Tipologia D – Tema di ordine generale: Il progresso
Lo spunto di riflessione per i maturandi arriva da un brano di Edoardo Boncinelli (“Per migliorarci serve una mutazione”), in cui si invita a riflettere sulla disparità tra il progresso materiale e tecnologico e quello morale e civile. Secondo l’autore, infatti, il primo sta facendo passi da gigante perché si basa sul lavoro di gruppo, il secondo invece arranca, perché figlio di una riflessione individuale: “Non condivido pienamente questa visione – dice Carrieri – perché ritengo che alcuni Paesi si siano rivelati all’altezza di bilanciare i cambiamenti tecnico-scientifici e quelli sociali, mettendo in campo politiche che migliorano la qualità della vita e dei servizi”. Per i ragazzi questo potrebbe rivelarsi un ottimo spunto per portare a casa la prima prova: “Sicuramente è un tema classico e sempre attuale, dove ognuno può trovare l’angolo visuale da cui porsi, in base alla propria esperienza personale”, sottolinea. Secondo Carrieri, poi, “è una traccia importante, perché mette in campo diverse materie e permette ai ragazzi di riflettere su quanto fatto finora e di tirare le fila del loro percorso scolastico e personale”.

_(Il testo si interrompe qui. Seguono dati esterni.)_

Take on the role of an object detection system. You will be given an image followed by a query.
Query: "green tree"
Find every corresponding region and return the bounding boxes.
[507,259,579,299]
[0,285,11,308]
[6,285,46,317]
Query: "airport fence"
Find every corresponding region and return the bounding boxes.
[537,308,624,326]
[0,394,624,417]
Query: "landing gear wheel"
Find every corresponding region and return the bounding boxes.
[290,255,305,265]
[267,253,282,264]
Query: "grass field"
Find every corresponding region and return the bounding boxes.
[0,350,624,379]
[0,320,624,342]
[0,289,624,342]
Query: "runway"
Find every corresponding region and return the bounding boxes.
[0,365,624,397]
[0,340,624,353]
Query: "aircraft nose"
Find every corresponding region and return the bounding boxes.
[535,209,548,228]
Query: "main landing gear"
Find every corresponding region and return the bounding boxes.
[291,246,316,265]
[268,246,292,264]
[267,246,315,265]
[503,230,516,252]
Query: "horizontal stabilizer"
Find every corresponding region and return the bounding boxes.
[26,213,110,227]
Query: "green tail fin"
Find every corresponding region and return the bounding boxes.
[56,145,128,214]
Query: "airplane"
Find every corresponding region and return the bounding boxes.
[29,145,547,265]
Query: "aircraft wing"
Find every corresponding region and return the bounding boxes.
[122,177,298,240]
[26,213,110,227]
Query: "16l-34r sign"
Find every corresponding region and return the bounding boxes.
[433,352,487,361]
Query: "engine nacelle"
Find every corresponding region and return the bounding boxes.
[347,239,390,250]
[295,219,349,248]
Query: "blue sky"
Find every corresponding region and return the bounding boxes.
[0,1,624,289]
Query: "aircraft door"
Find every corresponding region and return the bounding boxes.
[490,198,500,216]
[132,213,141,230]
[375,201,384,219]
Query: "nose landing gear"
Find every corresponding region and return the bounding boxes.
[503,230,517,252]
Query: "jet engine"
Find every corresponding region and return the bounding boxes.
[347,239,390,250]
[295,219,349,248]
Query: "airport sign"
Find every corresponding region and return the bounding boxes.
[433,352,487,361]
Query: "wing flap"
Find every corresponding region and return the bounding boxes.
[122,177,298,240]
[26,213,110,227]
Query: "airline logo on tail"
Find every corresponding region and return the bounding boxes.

Secondo Niglia l’ultima traccia è un misto fra storico, socio-economico e tecnico-scientifico. “È un concetto molto italiano e ben specificato: lo sviluppo declinato non solo in termini economicistici, ma anche civili e morali. Due treni che devono viaggiare su binari paralleli per l’evoluzione di un Paese”. Trattandosi dell’ultima traccia, il cosiddetto “tema di attualità” che di solito serve da appiglio agli strumenti più in difficoltà, il Ministero è stato clemente: “Vedo l’evidente volontà di declinare nei termini più semplici possibili un concetto che poteva essere molto complesso. Proporre dei testi troppo elevati, ad esempio Schumpeter o Balbo, poteva esser un po’ scoraggiante per i ragazzi”. Invece il brano fornito è un passo di Edoardo Boncinelli, genetista e saggista contemporaneo, tratto dal Corriere della Sera: “È testo profondo, ma una di quelle letture che possono far parte della quotidianità di un 18enne impegnato. Una scelta che serve a mettere a loro agio i maturandi”. Come l’invito a utilizzare “commenti personali”. Ce n’è per tutti i gusti.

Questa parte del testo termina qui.